Inicialmente todas as variáveis foram analisadas descritivamente. Para as variáveis quantitativas (idade, duração da doença, espessura macular), esta análise foi feita por meio da observação dos valores mínimos e máximos e do cálculo de médias, desvios-padrão e medianas. Para as variáveis qualitativas (sexo, fenótipo, início da doença), calcularam-se freqüências absolutas e relativas. Para análise da hipótese de igualdade entre os grupos, utilizou-se o teste qui-quadrado(17). Para estudo de correlações entre duas variáveis, foi utilizado o coeficiente de correlação de Pearson(17). O nível de significância utilizado para os testes foi de 5%. O estudo foi aprovado pela Comissão de Ética para Análise de Projetos e Pesquisa da Diretoria Clínica do HC-FMUSP.


RESULTADOS

O resumo das características dos pacientes está demonstrado na tabela 1. A amostra foi composta por 22 portadores da doença de Stargardt (44 olhos), com a seguinte classificação fundoscópica: 7 pacientes com Fenótipo I, 12 com Fenótipo II e 3 com o III. A duração da doença variou de 3 a 21 anos (média de 11,4 ± 5,3 anos, mediana de 11 anos), sendo que 50% iniciaram o quadro na primeira ou segunda década de vida.

A acuidade visual variou de 0,02 a 1,6 (média de 0,96 ± 0,46, mediana de 0,97) no grupo de portadores da doença e no grupo controle, todos apresentaram acuidade de 0,00. A idade variou entre 19 e 61 anos (média de 34,3 ± 11,1 anos, mediana de 30 anos) no grupo caso e de 20 a 60 anos (média de 34,3 ± 10,5 anos, mediana de 30,5 anos) no grupo controle. O grupo caso teve 11 (50%) pacientes do sexo masculino e 11 (50%) do feminino, tendo o grupo controle igual distribuição. Os grupos não apresentaram diferença estatisticamente significante na idade (p=0,98) e no sexo. Quanto à espessura macular no OCT, a variação no grupo caso foi de 60 a 167 µm (média de 103,3 ± 30,2 µm, mediana de 95,5 µm), diferindo significativamente do grupo controle, que variou de 168 a 236 µm (média de 204,8 ± 18,5 µm, mediana de 204 µm), por apresentar valores menores na espessura (p<0,001) (Figura 1).
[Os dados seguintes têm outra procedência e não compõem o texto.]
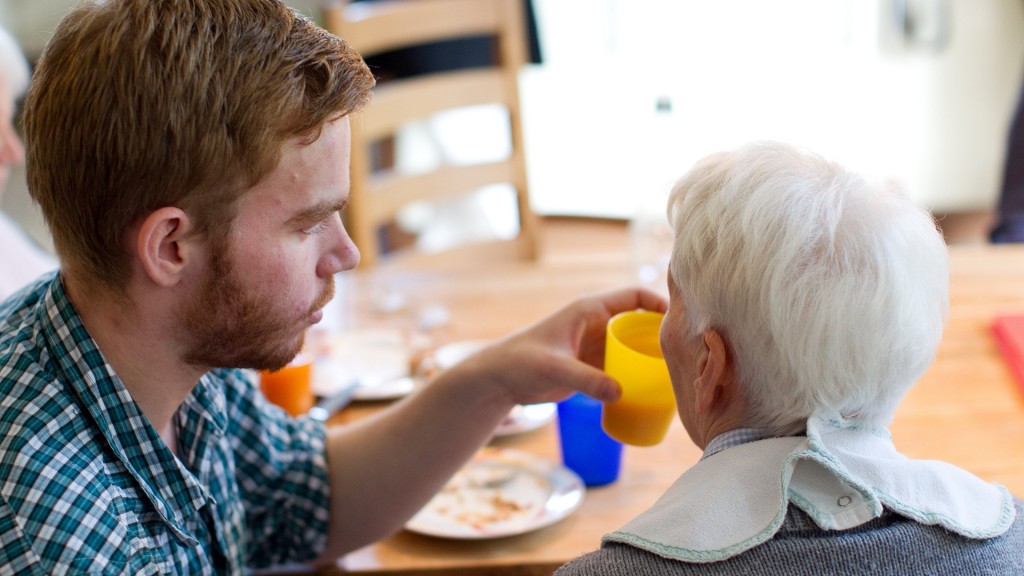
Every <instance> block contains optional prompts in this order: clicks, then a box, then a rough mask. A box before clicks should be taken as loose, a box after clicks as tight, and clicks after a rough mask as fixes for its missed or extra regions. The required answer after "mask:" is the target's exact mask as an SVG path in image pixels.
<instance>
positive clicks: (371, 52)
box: [324, 0, 538, 265]
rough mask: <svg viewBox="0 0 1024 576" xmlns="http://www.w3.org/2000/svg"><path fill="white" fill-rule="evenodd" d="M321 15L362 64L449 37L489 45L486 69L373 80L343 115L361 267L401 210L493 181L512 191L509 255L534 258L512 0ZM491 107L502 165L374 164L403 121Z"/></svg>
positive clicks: (460, 70) (469, 135)
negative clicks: (500, 109) (390, 79)
mask: <svg viewBox="0 0 1024 576" xmlns="http://www.w3.org/2000/svg"><path fill="white" fill-rule="evenodd" d="M324 10H325V11H324V20H325V26H326V28H327V30H329V31H330V32H332V33H334V34H336V35H337V36H339V37H341V38H343V39H344V40H345V41H347V42H348V43H349V44H351V45H352V46H353V47H354V48H355V49H356V50H357V51H358V52H359V53H360V54H362V55H364V57H367V58H368V59H370V58H371V57H372V56H375V55H379V54H386V53H389V52H391V51H393V50H396V49H401V48H409V47H414V46H422V45H424V44H429V43H434V42H439V41H445V40H453V39H458V38H466V37H475V38H480V37H488V38H493V39H494V42H493V45H494V57H493V58H490V59H492V61H493V65H492V66H489V67H485V68H472V69H467V70H457V71H443V72H436V73H432V74H426V75H418V76H413V77H408V78H399V79H395V80H390V81H381V82H379V84H378V86H377V87H376V88H375V90H374V99H373V100H372V101H371V104H370V105H369V106H368V107H367V108H366V109H365V110H364V111H360V112H359V113H356V114H354V115H353V117H352V118H351V127H352V154H351V156H352V158H351V186H352V189H351V196H350V198H351V200H350V204H349V208H348V210H346V218H347V222H346V223H347V225H348V227H349V231H350V233H351V234H352V237H353V239H354V241H355V243H356V245H357V246H359V248H360V250H361V251H362V262H364V264H366V265H372V264H374V263H375V262H376V261H377V260H378V259H379V258H380V257H381V256H382V255H383V254H384V252H385V251H388V250H389V247H387V246H384V242H383V241H384V240H386V238H387V236H386V234H385V233H384V231H387V230H393V228H394V227H393V222H394V221H395V218H396V216H397V215H398V214H399V211H400V210H401V209H402V208H403V207H404V206H407V205H409V204H410V203H412V202H415V201H424V200H425V201H434V202H436V201H449V200H452V199H455V198H457V197H459V196H463V195H467V194H472V193H474V192H475V191H478V190H480V189H482V188H484V187H487V186H490V184H496V183H508V184H511V187H512V189H514V195H515V206H516V207H517V210H518V234H517V236H516V237H515V238H514V239H513V240H512V242H514V243H515V244H516V245H517V246H516V248H517V249H516V252H517V254H518V255H519V256H521V257H524V258H536V257H537V254H538V238H537V237H538V231H537V217H536V215H535V214H534V212H532V211H531V209H530V206H529V196H528V192H527V181H526V170H525V162H524V157H523V151H522V141H523V139H522V129H521V125H520V110H519V91H518V73H519V70H520V68H521V67H522V65H523V64H524V60H525V54H526V45H525V43H526V40H525V33H524V29H523V14H522V5H521V3H520V0H387V1H380V2H339V3H336V4H332V5H328V6H325V8H324ZM494 104H498V105H501V107H502V108H503V109H504V110H506V111H507V112H508V122H509V133H510V135H511V148H510V150H511V153H510V154H509V155H508V156H507V157H505V158H503V159H498V160H493V161H488V162H484V163H481V164H468V165H464V164H453V163H447V162H441V163H439V164H438V165H437V166H436V167H434V168H433V169H432V170H430V171H426V172H415V173H407V172H403V171H401V170H398V169H396V168H395V166H394V165H393V164H391V163H390V162H388V161H386V160H385V161H381V159H380V157H381V155H380V154H379V153H378V152H379V151H380V150H382V148H381V142H387V141H389V140H391V141H393V139H392V138H394V136H395V134H396V133H398V131H399V130H400V129H402V128H403V127H406V126H409V125H410V124H411V123H414V122H416V121H420V120H425V119H428V118H431V117H433V116H435V115H437V114H438V113H441V112H445V111H451V110H455V109H460V108H463V107H479V106H481V105H494ZM477 135H478V134H477ZM468 136H469V137H471V138H472V137H474V134H468Z"/></svg>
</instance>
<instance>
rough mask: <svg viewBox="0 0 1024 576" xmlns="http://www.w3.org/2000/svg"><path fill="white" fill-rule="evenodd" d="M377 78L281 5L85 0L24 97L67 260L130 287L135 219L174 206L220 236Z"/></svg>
mask: <svg viewBox="0 0 1024 576" xmlns="http://www.w3.org/2000/svg"><path fill="white" fill-rule="evenodd" d="M373 84H374V79H373V76H372V74H371V73H370V71H369V70H368V69H367V66H366V64H364V61H362V59H361V58H360V57H359V55H358V54H356V53H355V51H354V50H352V49H351V48H350V47H349V46H348V45H347V44H346V43H345V42H343V41H342V40H340V39H338V38H337V37H335V36H332V35H331V34H328V33H327V32H325V31H323V30H322V29H319V28H317V27H316V26H315V25H313V24H312V23H310V22H309V20H308V19H306V18H304V17H303V16H301V15H299V14H297V13H296V12H294V11H293V10H291V9H290V8H288V7H286V6H285V5H284V4H282V3H281V2H279V1H276V0H103V1H101V0H91V1H86V2H85V3H83V4H80V5H79V6H78V7H76V8H75V9H74V10H73V11H72V12H70V13H69V14H68V15H67V16H66V17H65V18H63V19H62V20H61V23H60V25H59V26H58V27H57V30H56V32H55V33H54V35H53V37H52V38H51V40H50V42H49V43H48V44H47V46H46V49H45V50H44V52H43V55H42V57H41V59H40V61H39V65H38V67H37V69H36V72H35V78H34V80H33V83H32V87H31V88H30V90H29V94H28V96H27V98H26V104H25V131H26V139H27V146H28V154H27V172H28V182H29V190H30V193H31V195H32V197H33V198H34V199H35V200H36V202H38V203H39V205H40V207H41V208H42V211H43V215H44V216H45V218H46V221H47V223H48V225H49V228H50V231H51V233H52V235H53V241H54V246H55V249H56V251H57V253H58V254H59V255H60V258H61V263H62V265H63V266H65V268H66V269H74V270H81V271H82V272H84V273H85V275H86V276H87V277H88V278H89V279H90V280H92V281H99V282H100V283H102V284H103V285H105V286H108V287H113V288H122V287H123V286H124V285H125V283H126V282H127V280H128V276H129V274H130V260H129V257H128V253H127V252H126V246H125V234H126V232H127V231H128V230H129V229H130V227H131V225H133V224H135V223H137V222H138V221H140V220H141V218H143V217H144V216H145V215H146V214H148V213H151V212H152V211H153V210H156V209H159V208H161V207H165V206H177V207H179V208H181V209H183V210H185V211H186V212H187V213H188V214H189V215H190V216H191V217H193V218H195V221H196V223H197V232H198V234H200V235H204V236H206V237H208V238H210V239H211V240H212V241H214V242H219V241H222V240H223V239H224V238H225V237H226V235H227V232H228V231H229V230H230V223H231V221H232V218H233V216H234V214H236V209H237V200H238V198H239V197H240V196H241V195H242V194H244V193H245V191H247V190H249V189H250V188H251V187H252V186H254V184H255V183H256V182H258V181H259V180H260V179H261V178H262V177H263V176H265V175H266V174H267V173H269V172H270V171H271V170H272V169H273V168H274V167H275V166H276V165H278V162H279V161H280V158H281V152H282V147H283V145H284V143H285V142H286V141H287V140H289V139H291V138H296V137H298V138H302V139H304V140H307V141H313V140H315V139H316V137H317V136H318V135H319V131H321V129H322V128H323V126H324V125H325V124H326V123H327V122H329V121H331V120H334V119H337V118H339V117H342V116H344V115H347V114H349V113H351V112H353V111H355V110H357V109H359V108H360V107H361V106H364V105H365V104H366V102H367V101H368V100H369V97H370V90H371V88H372V87H373ZM339 161H341V159H339Z"/></svg>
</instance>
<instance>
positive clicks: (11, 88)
mask: <svg viewBox="0 0 1024 576" xmlns="http://www.w3.org/2000/svg"><path fill="white" fill-rule="evenodd" d="M29 79H30V71H29V63H28V61H26V59H25V54H23V53H22V49H20V48H19V47H18V46H17V41H15V40H14V37H13V36H11V35H10V33H8V32H7V31H6V30H4V29H3V28H0V84H6V85H7V88H8V90H9V92H10V97H11V98H17V97H19V96H20V95H22V94H24V93H25V91H26V90H28V89H29Z"/></svg>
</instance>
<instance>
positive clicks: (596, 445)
mask: <svg viewBox="0 0 1024 576" xmlns="http://www.w3.org/2000/svg"><path fill="white" fill-rule="evenodd" d="M558 437H559V439H560V440H561V448H562V463H564V464H565V467H567V468H569V469H570V470H572V471H574V472H575V474H578V475H580V478H582V479H583V482H584V484H586V485H587V486H603V485H605V484H611V483H612V482H615V481H616V480H618V470H620V469H621V468H622V462H623V445H622V444H621V443H620V442H618V441H616V440H614V439H613V438H611V437H609V436H608V435H606V434H605V433H604V428H602V427H601V403H600V402H599V401H597V400H594V399H593V398H590V397H587V396H584V395H582V394H575V395H573V396H570V397H569V398H567V399H565V400H563V401H562V402H559V403H558Z"/></svg>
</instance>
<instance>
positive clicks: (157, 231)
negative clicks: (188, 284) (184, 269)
mask: <svg viewBox="0 0 1024 576" xmlns="http://www.w3.org/2000/svg"><path fill="white" fill-rule="evenodd" d="M191 232H193V222H191V220H190V219H189V217H188V214H186V213H185V212H184V210H181V209H180V208H174V207H165V208H160V209H158V210H155V211H153V212H151V213H150V214H148V215H147V216H146V217H145V218H144V219H143V220H142V222H141V224H139V228H138V236H136V238H135V252H136V256H137V257H138V260H139V263H140V265H141V266H142V270H144V271H145V274H146V276H147V277H148V278H150V280H152V281H153V282H154V283H155V284H157V285H158V286H163V287H169V286H173V285H175V284H177V283H178V282H179V281H180V280H181V278H182V273H183V271H184V269H185V266H186V265H187V264H188V263H190V260H191V259H193V258H194V257H195V254H194V246H193V243H194V238H193V235H191V234H190V233H191Z"/></svg>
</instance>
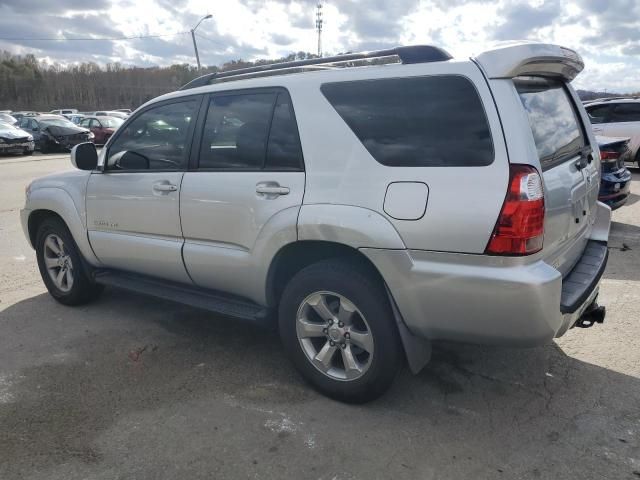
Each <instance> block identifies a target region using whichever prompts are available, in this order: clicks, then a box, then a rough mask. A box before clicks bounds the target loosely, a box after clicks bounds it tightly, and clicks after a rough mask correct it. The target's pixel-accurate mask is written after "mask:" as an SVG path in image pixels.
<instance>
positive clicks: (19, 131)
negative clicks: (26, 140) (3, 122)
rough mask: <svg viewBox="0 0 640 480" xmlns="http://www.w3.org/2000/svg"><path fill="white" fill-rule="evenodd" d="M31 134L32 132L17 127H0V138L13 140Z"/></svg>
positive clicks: (22, 137)
mask: <svg viewBox="0 0 640 480" xmlns="http://www.w3.org/2000/svg"><path fill="white" fill-rule="evenodd" d="M29 135H31V134H30V133H27V132H25V131H24V130H19V129H17V128H0V138H6V139H8V140H13V139H14V138H24V137H28V136H29Z"/></svg>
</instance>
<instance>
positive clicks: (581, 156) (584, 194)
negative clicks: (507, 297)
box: [512, 77, 599, 274]
mask: <svg viewBox="0 0 640 480" xmlns="http://www.w3.org/2000/svg"><path fill="white" fill-rule="evenodd" d="M514 84H515V87H516V91H517V93H518V95H519V97H520V101H521V103H522V106H523V107H524V110H525V112H526V114H527V117H528V120H529V125H530V128H531V133H532V134H533V139H534V142H535V146H536V151H537V154H538V157H539V159H540V165H541V168H542V176H543V179H544V189H545V208H546V215H545V232H544V250H543V256H544V257H545V258H546V260H547V261H548V262H549V263H550V264H552V265H553V266H554V267H556V268H558V269H559V270H560V271H561V272H562V273H563V274H564V273H566V272H567V271H569V270H570V269H571V267H572V266H573V265H574V264H575V262H576V261H577V260H578V258H579V257H580V255H581V254H582V251H583V250H584V247H585V245H586V243H587V240H588V237H589V233H590V229H591V226H592V224H593V222H594V220H595V214H596V202H597V199H598V189H599V164H598V162H597V161H595V159H594V155H593V153H594V152H592V147H591V145H590V143H589V139H588V134H587V131H586V130H585V126H584V125H583V124H582V120H581V116H580V114H579V112H578V110H577V109H578V107H577V104H576V101H575V98H574V96H573V94H572V92H571V91H570V89H569V87H568V86H567V85H566V84H565V83H564V82H561V81H559V80H551V79H545V78H542V77H526V78H521V79H515V80H514ZM586 128H589V126H588V125H587V126H586ZM596 148H597V147H596ZM512 161H513V160H512ZM516 163H517V162H516Z"/></svg>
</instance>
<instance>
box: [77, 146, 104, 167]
mask: <svg viewBox="0 0 640 480" xmlns="http://www.w3.org/2000/svg"><path fill="white" fill-rule="evenodd" d="M71 163H72V164H73V166H74V167H76V168H79V169H80V170H95V168H96V167H97V166H98V151H97V150H96V146H95V145H94V144H93V143H91V142H87V143H80V144H78V145H76V146H75V147H73V149H72V150H71Z"/></svg>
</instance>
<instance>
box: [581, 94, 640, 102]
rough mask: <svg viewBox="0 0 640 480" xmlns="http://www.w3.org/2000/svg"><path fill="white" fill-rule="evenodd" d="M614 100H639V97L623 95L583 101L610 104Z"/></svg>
mask: <svg viewBox="0 0 640 480" xmlns="http://www.w3.org/2000/svg"><path fill="white" fill-rule="evenodd" d="M614 100H640V96H637V95H625V96H618V97H602V98H594V99H592V100H585V102H611V101H614Z"/></svg>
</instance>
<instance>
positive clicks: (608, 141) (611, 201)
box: [596, 136, 631, 210]
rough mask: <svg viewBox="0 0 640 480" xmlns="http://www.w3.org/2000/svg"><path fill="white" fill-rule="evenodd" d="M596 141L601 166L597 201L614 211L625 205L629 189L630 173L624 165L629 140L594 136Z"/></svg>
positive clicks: (610, 137) (628, 194)
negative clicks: (595, 138) (606, 204)
mask: <svg viewBox="0 0 640 480" xmlns="http://www.w3.org/2000/svg"><path fill="white" fill-rule="evenodd" d="M596 141H597V142H598V147H599V148H600V163H601V165H602V176H601V178H600V192H599V193H598V200H600V201H601V202H602V203H606V204H607V205H609V206H610V207H611V209H612V210H615V209H616V208H619V207H621V206H622V205H624V204H625V203H627V199H628V198H629V193H630V188H631V172H630V171H629V170H628V169H627V167H626V166H625V164H624V158H626V157H627V156H628V154H629V139H628V138H612V137H599V136H596Z"/></svg>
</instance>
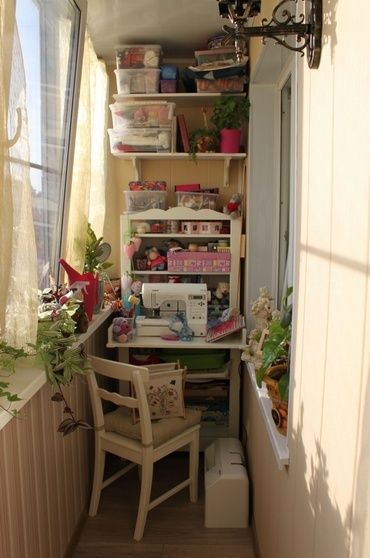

Na AFG, o silêncio coroidal esteve presente em 26 olhos (59%) e a maculopatia em "bulls eye", 17 olhos (38,6%) (Figura 2). A presença de "flecks" na retinografia foi observada na maioria dos casos, 88,6% (39 olhos).

A análise de correlações evidenciou correlação negativa e estatisticamente significante entre duração da doença e espessura macular no OCT (r=-0,57 e p=0,005); assim, quanto maior tempo de duração, menor espessura e vice-versa. Houve correlação positiva entre duração da doença e acuidade visual (r=0,50 e p=0,0167), ou seja, quanto maior duração da doença, pior acuidade em logMAR e vice-versa. Adicionalmente, houve correlação negativa entre acuidade visual e espessura macular no OCT (r=-0,83 e p=0,0001); assim, quanto pior acuidade em logMAR, menor espessura e vice-versa (Figura 3).